See Antiquities, xxix. p. 173 (plan).

RCAHMS 1915, visited 18th August 1908.

OS Map: Ber., v. NE. and vi. NW.

Field Visit (5 August 1950)

This site was included within the RCAHMS Marginal Land Survey (1950-1962), an unpublished rescue project. Site descriptions, organised by county, are available to view online - see the searchable PDF in 'Digital Items'. These vary from short notes, to lengthy and full descriptions. Contemporary plane-table surveys and inked drawings, where available, can be viewed online in most cases - see 'Digital Images'. The original typecripts, notebooks and drawings can also be viewed in the RCAHMS search room.

Information from RCAHMS (GFG) 19 July 2013.

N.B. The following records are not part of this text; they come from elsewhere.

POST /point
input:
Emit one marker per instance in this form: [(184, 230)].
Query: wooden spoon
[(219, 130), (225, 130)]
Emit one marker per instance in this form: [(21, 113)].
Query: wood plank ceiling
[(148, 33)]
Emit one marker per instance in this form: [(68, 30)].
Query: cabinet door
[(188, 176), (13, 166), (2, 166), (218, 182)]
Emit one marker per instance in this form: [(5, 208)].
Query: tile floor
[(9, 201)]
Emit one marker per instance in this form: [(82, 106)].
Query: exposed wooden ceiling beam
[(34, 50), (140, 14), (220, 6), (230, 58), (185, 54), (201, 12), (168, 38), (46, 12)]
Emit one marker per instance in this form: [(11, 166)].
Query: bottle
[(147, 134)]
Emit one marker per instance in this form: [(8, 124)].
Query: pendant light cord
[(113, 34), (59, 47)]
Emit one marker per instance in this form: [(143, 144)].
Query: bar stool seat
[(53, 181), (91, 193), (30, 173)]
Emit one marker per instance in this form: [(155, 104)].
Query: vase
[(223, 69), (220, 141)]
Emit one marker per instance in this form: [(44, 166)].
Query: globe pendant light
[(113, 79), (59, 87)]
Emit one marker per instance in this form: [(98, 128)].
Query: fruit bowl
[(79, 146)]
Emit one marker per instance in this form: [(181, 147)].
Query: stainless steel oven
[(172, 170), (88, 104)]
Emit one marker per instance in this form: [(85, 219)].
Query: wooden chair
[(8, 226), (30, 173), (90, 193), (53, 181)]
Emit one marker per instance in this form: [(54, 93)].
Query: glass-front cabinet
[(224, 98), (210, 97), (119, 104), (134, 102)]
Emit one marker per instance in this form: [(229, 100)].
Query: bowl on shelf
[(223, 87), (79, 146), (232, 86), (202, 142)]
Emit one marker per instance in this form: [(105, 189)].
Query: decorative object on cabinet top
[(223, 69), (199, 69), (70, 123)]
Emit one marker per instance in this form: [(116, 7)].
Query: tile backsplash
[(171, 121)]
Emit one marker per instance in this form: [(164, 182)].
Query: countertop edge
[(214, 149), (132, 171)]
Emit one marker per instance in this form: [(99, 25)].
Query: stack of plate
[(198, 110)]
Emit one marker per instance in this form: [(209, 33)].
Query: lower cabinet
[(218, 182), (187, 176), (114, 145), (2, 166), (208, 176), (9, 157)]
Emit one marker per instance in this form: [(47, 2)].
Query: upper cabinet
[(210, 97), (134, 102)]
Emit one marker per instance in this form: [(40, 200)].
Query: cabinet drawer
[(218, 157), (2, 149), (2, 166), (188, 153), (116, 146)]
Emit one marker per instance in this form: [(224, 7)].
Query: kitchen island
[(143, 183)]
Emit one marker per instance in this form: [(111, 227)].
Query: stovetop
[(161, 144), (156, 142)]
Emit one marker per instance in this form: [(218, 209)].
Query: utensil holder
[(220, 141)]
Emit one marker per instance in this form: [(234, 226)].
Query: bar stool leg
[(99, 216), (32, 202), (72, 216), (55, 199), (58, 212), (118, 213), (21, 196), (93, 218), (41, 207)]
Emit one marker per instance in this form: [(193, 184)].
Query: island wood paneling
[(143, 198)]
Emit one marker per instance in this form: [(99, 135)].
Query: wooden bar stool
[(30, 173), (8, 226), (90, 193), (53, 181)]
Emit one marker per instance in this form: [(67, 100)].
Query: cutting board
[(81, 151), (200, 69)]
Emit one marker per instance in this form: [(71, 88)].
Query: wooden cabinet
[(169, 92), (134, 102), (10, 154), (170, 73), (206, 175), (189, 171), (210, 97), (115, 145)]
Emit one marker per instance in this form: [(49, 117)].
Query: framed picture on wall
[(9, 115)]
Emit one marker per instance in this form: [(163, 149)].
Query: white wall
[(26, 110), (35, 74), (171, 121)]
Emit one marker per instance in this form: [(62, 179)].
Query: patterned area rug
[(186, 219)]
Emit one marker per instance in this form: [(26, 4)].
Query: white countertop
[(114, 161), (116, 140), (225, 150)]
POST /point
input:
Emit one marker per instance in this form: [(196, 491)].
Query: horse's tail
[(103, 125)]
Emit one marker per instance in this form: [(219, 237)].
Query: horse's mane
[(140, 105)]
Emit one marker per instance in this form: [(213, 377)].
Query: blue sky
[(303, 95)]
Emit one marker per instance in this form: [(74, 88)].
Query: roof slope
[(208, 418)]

Note (11 February 2016 - 30 May 2016)

This fort is situated on a rocky hillock overlooking the E tip of Coldingham Loch. The defences comprise two elements, namely an inner wall, which forms a complete circuit, and an outer pair of ramparts with a medial ditch backing onto the rugged NW flank of the hillock, and though the sequence cannot be demonstrated stratigraphically, it is likely that the inner enclosure has been inserted into an earlier fort. The inner rampart of the latter follows the shoulder of the hillock, forming a scarp that falls away up to 2.5m into the bottom of the ditch, and encloses a D-shaped area measuring 65m from ENE to WSW parallel to the chord on the NW by about 50m transversely (0.28ha). On the W, where the counterscarp rampart is also best preserved, the NW end of the ditch has not been cut through the rock outcrops, but the entrance was more probably on the SE. Here the ramparts appear to return and unite around the terminals of the ditch, though this feature is possibly the result of later demolition to create access into the later settlement overlying the ramparts and there is another possible gap on the S. The wall of the inner enclosure, reduced to a bank of rubble between 3.1m and 6.5 m in thickness and up to 0.7m in height, encloses an area measuring 49m from ENE to WSW by 36m transversely (0.15ha),and it too was probably entered from the SE, though this side has been mutilated by an overlying settlement of stone-founded round-houses. Although no stratigraphic sequence can be observed between the inner enclosure and the ramparts of the fort, the inner wall is not only set well back from the shoulder of the hillock, but the space between it and the inner rampart of the outer defences varies from about 6m on the SW to 12m on the SE, features that strongly suggest they were not conceived as a single scheme. The later settlement comprises at least six stone-founded round-houses, the largest some 6.9m in diameter, which have mainly been inserted into the space between the inner enclosure and the outer ramparts and evidently overly both; a platform and four other scoops dug into the rubble of the ramparts on the SE are possibly other structures but may be no more than small quarry pits.

Information from An Atlas of Hillforts of Great Britain and Ireland – 30 May 2016. Atlas of Hillforts SC4096

Sbc Note

Visibility: This is an upstanding earthwork or monument.